Below is a minimal example pipeline for creating such minimal-pair syntactic tests. Depending on your treebank, you may have to provide differing feature names and values.

from grewtse.pipeline import GrewTSEPipe

gpipe = GrewTSEPipe()
gpipe.parse_treebank("treebanks/your-treebank.conllu")

# make sure to include the pattern { } syntax
grew_query = "pattern { V [upos=VERB, Number=Sing]; }"
dependency_node = "V"

masked_df = gpipe.generate_masked_dataset(grew_query, dependency_node)

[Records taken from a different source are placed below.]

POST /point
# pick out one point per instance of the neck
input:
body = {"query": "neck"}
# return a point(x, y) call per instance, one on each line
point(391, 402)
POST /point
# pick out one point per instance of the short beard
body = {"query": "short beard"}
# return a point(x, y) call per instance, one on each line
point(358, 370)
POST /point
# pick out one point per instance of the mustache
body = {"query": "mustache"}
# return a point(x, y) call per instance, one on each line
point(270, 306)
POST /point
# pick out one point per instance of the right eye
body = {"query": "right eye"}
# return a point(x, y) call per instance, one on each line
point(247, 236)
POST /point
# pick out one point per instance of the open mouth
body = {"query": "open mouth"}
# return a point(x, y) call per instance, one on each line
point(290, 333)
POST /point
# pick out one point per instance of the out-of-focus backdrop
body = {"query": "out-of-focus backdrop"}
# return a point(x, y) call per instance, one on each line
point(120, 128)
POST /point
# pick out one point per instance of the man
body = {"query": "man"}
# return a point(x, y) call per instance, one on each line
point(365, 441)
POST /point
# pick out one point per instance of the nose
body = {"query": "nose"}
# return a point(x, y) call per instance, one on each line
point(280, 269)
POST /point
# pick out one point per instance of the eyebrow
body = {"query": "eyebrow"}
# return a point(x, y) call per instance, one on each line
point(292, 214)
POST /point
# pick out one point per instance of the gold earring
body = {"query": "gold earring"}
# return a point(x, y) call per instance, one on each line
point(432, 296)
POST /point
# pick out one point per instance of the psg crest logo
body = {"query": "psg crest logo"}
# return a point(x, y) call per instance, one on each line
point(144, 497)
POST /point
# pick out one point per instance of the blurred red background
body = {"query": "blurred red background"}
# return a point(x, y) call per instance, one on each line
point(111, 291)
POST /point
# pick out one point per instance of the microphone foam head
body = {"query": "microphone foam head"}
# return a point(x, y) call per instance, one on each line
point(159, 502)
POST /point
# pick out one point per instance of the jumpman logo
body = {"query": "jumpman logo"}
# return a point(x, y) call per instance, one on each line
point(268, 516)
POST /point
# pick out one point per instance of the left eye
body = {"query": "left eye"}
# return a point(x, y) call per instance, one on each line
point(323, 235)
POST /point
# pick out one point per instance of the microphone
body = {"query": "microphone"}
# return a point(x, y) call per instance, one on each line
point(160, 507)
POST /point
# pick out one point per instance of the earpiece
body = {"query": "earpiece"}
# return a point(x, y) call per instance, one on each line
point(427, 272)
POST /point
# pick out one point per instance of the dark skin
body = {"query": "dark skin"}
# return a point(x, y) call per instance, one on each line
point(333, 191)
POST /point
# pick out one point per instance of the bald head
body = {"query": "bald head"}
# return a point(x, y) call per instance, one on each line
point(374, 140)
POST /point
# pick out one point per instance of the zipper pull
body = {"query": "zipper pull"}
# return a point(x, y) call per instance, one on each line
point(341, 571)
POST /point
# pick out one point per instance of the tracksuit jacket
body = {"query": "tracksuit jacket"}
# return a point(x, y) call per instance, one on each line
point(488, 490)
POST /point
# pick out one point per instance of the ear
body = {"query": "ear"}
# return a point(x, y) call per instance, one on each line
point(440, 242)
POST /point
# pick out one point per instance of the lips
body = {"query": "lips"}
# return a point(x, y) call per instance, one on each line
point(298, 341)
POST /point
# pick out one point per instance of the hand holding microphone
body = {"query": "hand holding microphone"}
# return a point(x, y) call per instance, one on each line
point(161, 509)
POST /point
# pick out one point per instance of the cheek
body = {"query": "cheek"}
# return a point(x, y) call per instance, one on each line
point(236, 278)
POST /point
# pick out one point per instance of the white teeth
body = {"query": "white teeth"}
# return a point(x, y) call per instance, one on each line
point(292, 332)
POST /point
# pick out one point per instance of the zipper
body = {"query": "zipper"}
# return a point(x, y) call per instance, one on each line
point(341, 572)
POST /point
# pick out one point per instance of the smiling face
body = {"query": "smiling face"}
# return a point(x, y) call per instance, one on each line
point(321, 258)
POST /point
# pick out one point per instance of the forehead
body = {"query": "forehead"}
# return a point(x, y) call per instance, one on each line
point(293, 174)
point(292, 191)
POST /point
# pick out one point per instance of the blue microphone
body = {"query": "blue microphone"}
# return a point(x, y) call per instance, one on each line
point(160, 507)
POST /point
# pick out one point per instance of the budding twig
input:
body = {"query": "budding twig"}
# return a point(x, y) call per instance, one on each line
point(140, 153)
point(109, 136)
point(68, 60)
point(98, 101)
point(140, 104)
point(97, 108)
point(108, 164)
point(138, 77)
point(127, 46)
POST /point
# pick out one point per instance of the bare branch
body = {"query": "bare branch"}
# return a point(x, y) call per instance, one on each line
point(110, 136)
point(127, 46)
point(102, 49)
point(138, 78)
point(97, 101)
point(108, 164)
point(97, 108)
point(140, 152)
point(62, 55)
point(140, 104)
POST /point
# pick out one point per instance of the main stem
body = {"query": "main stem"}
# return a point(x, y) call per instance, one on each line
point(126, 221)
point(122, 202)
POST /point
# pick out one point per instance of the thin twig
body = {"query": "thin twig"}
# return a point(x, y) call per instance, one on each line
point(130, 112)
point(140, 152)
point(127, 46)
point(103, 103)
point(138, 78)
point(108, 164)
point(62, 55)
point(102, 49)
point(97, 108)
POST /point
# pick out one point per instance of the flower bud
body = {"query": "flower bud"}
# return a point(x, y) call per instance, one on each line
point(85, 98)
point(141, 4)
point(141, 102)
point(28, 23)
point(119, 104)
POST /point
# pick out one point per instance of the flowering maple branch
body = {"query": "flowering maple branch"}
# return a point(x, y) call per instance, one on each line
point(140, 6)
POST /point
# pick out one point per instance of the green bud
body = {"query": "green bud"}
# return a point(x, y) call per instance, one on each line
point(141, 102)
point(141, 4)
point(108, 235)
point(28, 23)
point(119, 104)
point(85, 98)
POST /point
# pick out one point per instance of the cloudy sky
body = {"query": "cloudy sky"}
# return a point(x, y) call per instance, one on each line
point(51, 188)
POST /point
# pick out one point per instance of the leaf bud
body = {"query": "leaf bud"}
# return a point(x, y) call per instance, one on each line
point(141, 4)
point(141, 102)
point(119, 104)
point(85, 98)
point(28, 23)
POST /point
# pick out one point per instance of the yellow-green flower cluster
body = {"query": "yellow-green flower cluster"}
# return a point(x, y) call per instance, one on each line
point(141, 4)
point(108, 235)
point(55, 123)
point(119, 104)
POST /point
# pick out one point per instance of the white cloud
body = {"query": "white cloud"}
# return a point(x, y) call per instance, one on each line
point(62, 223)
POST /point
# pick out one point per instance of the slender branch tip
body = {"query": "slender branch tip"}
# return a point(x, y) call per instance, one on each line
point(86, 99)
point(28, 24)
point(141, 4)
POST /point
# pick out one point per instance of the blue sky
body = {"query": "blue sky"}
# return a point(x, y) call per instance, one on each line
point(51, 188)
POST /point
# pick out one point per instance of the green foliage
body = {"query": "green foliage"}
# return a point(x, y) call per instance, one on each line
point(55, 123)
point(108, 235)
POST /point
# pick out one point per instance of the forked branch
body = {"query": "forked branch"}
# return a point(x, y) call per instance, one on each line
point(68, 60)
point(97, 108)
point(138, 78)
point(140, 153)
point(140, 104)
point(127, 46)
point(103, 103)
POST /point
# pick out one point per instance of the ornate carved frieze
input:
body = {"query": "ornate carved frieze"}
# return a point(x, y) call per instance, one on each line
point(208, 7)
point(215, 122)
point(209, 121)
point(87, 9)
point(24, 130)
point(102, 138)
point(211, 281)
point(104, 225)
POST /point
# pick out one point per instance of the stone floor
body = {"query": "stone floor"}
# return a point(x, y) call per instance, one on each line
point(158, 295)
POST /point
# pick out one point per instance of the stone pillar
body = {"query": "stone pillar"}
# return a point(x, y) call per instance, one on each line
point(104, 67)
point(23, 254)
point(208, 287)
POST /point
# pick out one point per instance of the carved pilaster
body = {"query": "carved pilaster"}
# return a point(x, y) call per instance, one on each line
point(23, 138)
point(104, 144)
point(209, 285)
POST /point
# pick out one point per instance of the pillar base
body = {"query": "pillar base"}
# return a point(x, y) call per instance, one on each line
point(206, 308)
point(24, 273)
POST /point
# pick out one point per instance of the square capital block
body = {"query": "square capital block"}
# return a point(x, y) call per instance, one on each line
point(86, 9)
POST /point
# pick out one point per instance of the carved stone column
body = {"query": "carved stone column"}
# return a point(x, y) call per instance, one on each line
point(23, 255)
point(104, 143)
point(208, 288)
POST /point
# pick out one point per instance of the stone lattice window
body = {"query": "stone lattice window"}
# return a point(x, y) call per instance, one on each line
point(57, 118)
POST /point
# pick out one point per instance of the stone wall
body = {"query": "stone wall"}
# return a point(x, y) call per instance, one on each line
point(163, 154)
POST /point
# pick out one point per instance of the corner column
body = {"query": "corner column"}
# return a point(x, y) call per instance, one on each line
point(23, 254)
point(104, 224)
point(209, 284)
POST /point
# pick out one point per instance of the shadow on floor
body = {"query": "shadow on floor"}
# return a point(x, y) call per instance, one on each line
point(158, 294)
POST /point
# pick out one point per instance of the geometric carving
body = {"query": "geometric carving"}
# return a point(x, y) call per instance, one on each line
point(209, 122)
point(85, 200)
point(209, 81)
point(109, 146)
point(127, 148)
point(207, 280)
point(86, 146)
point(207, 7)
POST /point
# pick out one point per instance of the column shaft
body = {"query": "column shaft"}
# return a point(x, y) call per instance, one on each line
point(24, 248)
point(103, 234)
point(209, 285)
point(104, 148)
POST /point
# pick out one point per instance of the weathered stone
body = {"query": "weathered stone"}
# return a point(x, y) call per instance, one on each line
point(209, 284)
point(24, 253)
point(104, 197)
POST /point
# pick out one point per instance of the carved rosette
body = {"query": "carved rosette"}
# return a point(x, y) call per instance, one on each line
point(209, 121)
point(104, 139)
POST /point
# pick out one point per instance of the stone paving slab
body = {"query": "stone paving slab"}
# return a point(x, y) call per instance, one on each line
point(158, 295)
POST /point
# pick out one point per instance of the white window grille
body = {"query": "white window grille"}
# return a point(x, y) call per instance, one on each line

alternative_morph_features = {"number": "Plur"}

mp_dataset = gpipe.generate_minimal_pair_dataset(
    alternative_morph_features
)

geval = GrewTSEvaluator()

model_type = "encoder" # provide either 'encoder' or 'decoder'
model_repo = "google-bert/bert-base-multilingual-cased" # provide a HF repo
evaluation_results = geval.evaluate_model(mp_dataset, model_repo, model_type)
accuracy = geval.get_accuracy()
asd = geval.get_avg_surprisal_difference()

print("=========================)
print("Metrics (Higher is better)")
print(f"Accuracy: {accuracy}")
print(f"Average Surprisal Difference: {asd}")
print("=========================)